Palermo, processo agli spaccaossa: altre condanne NOMI - Live Sicilia

Palermo, processo agli spaccaossa: altre condanne NOMI

L'accusa regge in appello. Tutte le pene

PALERMO – L’impianto accusatorio regge davanti alla Corte di appello. Solo qualche lieve sconto di pena per alcuni imputati e un solo assolto.

Questo il verdetto per una presunta banda di spaccaossa giudicati dal collegio presieduto da Mario Fontana:Patrizia Alaimo 4 anni e 4 mesi, Ermanno Campisi (3 anni e 4 mesi contro i 4 anni del primo grado), Antonino Di Gregorio 9 anni e 8 mesi, Emanuele Di Mattei 5 mesi e 10 giorni, Giuseppe Di Piazza (8 mesi contro 1 anno e 8 mesi), Rosalia Maria Farina 5 mesi e 10 giorni, Antonino Ferrigno 3 anni e 8 mesi, Emanuela Gallano 3 anni e otto mesi (in primo grado ne aveva avuti 5 anni e 8 mesi), Antonino Giglio (assolto, difeso dall’avvocato Alessandro Piscitello, in primo grado era stato condannato a 3 anni e 8 mesi), Gesuè Giglio 3 anni e 10 mesi (ha avuto uno sconto di pena), Rita Mazzanares 3 anni e 2 mesi, Giovanni Moncada 1 anno, 1 mese e 10 giorni, Giovanni Napoli 7 anni e 2 mesi, Fabio Riggio 4 anni e 6 mesi, Francesco Paolo Sanzo 5 mesi e 10 giorni, Elisabetta Scarpisi 5 mesi e 10 giorni.

Nel fascicolo c’erano le ammissioni di Di Gregorio, considerato il capo di una delle due bande scoperte da poliziotti, finanzieri e agenti della polizia penitenziaria, il suo braccio destro Campisi e di Alaimo, colei che reclutava le persone disposte a farsi spezzare gambe e braccia per incassare gli indennizzi.

Le organizzazione facevano capo una a Di Gregorio e l’altra a Napoli. Centinaia i falsi incidenti per un giro di affari milionario. Una sera al pronto soccorso c’erano contemporaneamente sette infortunati. Ad accompagnarli un membro della banda, attento a verificare che tutto filasse liscio.

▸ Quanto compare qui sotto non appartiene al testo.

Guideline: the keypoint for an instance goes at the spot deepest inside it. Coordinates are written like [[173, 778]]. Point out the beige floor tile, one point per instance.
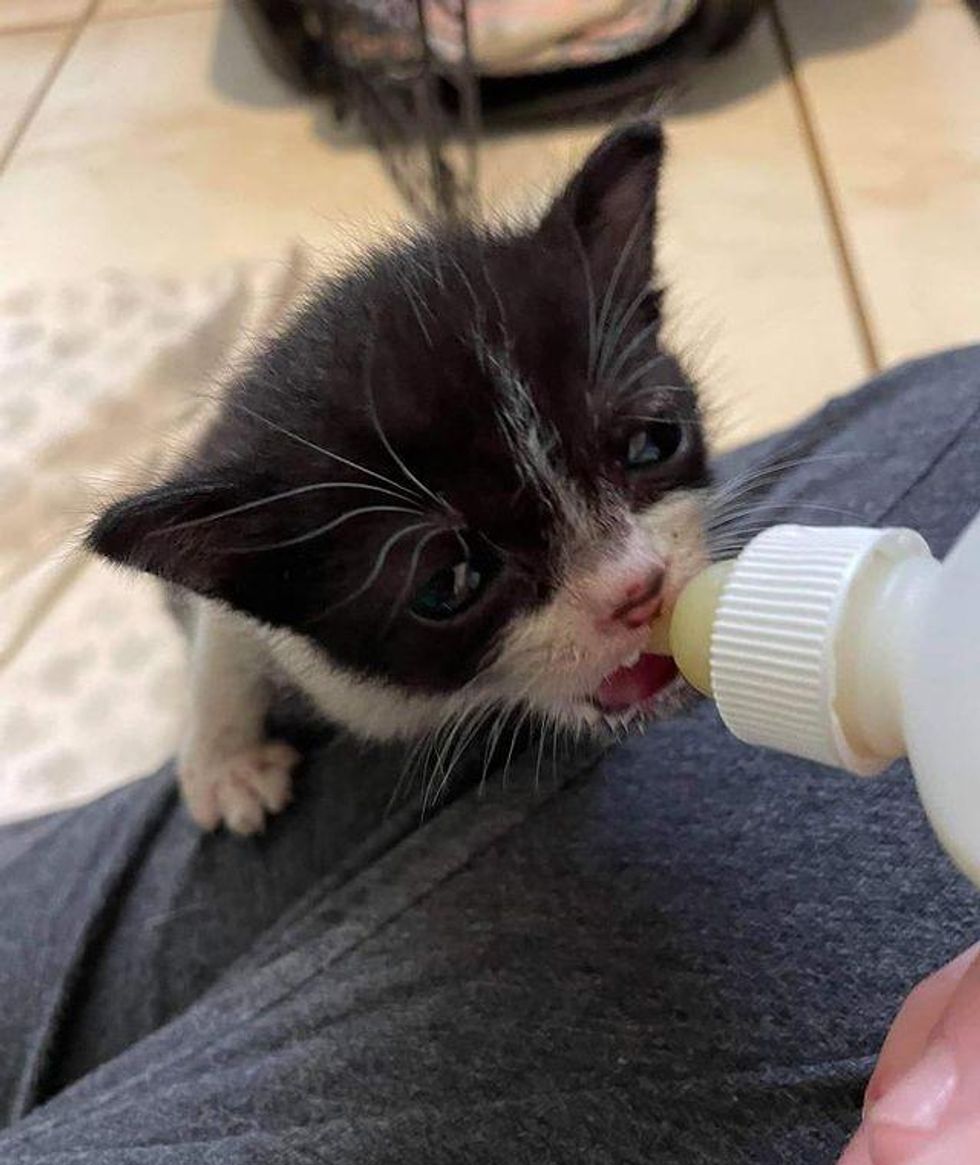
[[25, 63], [21, 14], [756, 292], [107, 8], [899, 121], [164, 145]]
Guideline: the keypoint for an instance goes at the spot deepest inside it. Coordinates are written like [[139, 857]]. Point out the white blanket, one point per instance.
[[99, 385]]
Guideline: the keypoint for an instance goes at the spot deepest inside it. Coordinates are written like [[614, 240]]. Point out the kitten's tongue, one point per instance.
[[626, 686]]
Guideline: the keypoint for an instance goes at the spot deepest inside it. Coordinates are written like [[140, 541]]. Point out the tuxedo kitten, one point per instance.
[[453, 492]]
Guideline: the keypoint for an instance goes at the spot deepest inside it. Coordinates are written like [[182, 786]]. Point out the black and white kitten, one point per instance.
[[457, 487]]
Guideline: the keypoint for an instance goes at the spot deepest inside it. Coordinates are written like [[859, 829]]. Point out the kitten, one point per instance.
[[459, 485]]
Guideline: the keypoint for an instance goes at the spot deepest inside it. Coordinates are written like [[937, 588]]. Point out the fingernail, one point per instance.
[[918, 1099]]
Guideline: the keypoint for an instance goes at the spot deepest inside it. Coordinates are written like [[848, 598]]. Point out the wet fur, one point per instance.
[[465, 393]]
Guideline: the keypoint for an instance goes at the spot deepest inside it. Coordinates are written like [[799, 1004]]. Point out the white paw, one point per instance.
[[239, 790]]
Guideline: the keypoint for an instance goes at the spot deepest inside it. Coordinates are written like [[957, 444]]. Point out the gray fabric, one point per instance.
[[677, 950]]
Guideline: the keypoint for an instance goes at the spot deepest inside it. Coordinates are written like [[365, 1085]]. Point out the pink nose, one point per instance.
[[641, 599]]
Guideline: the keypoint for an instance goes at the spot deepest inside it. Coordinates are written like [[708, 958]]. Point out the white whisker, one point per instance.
[[323, 529]]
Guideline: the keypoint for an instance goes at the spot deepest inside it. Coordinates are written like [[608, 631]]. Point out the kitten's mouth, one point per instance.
[[635, 685]]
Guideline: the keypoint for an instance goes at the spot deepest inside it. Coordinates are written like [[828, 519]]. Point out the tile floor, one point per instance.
[[820, 206]]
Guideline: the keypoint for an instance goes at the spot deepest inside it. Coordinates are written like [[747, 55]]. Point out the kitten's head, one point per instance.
[[464, 479]]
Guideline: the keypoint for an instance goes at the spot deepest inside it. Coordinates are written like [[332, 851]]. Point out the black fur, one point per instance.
[[400, 350]]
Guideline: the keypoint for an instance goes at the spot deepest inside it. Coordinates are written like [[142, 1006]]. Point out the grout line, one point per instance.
[[832, 207], [36, 100], [173, 8]]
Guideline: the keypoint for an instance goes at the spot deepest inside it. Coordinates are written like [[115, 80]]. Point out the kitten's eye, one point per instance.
[[453, 588], [651, 445]]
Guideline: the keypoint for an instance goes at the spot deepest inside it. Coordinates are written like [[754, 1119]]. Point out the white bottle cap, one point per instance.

Le vittime-complici dei falsi incidenti venivano adescati fra gli sbandati che si aggirano di notte alla stazione centrale o frequentano le bettole per ubriacarsi. Il più delle volte hanno finito per essere anche truffati. Dei soldi promessi hanno incassato gli spiccioli, neppure sufficienti per comprare i farmaci ed alleviare il dolore delle fratture provocate con grosse pietre. In molti hanno ammesso le loro colpe. Per mesi sono stati chiamati alla squadra mobile o negli uffici della finanza. Una sfilata di persone zoppicanti che giungevano sorretti da qualcuno o reggendosi sulle stampelle.

C’era chi si era fatto prestare del denaro e non poteva più restituirli. “Avevo altri debiti”, raccontò. E arrivò la proposta “di farmi rompere un braccio o una gamba per saldare il mio debito”. Lo condussero in un appartamento a Borgo Nuovo e qui “mi hanno fatto mettere per terra, a pancia in giù, e mi hanno scaraventato sul braccio un mattone di tufo di colore giallo. Io sono quasi svenuto dal dolore”.

C’era il disoccupato a cui diedero appuntamento in una “casetta di campagna a Bagheria” e “con un peso da palestra mi hanno fratturato tibia, perone, malleolo e radio così come eravamo rimasti”.

C’era la donna avvicinata al bancone di un bar dove “mi hanno offerto tre o quattro birre, poi mi hanno fatto fumare almeno quattro spinelli”. Poi, le spezzarono gli arti inferiori e superiori. “Il primo piano e il secondo piano”, li definivano. Almeno lei ebbe la fortuna che “mi ha fatto due punture, una nel braccio destro e l’altra nella gamba sinistra”.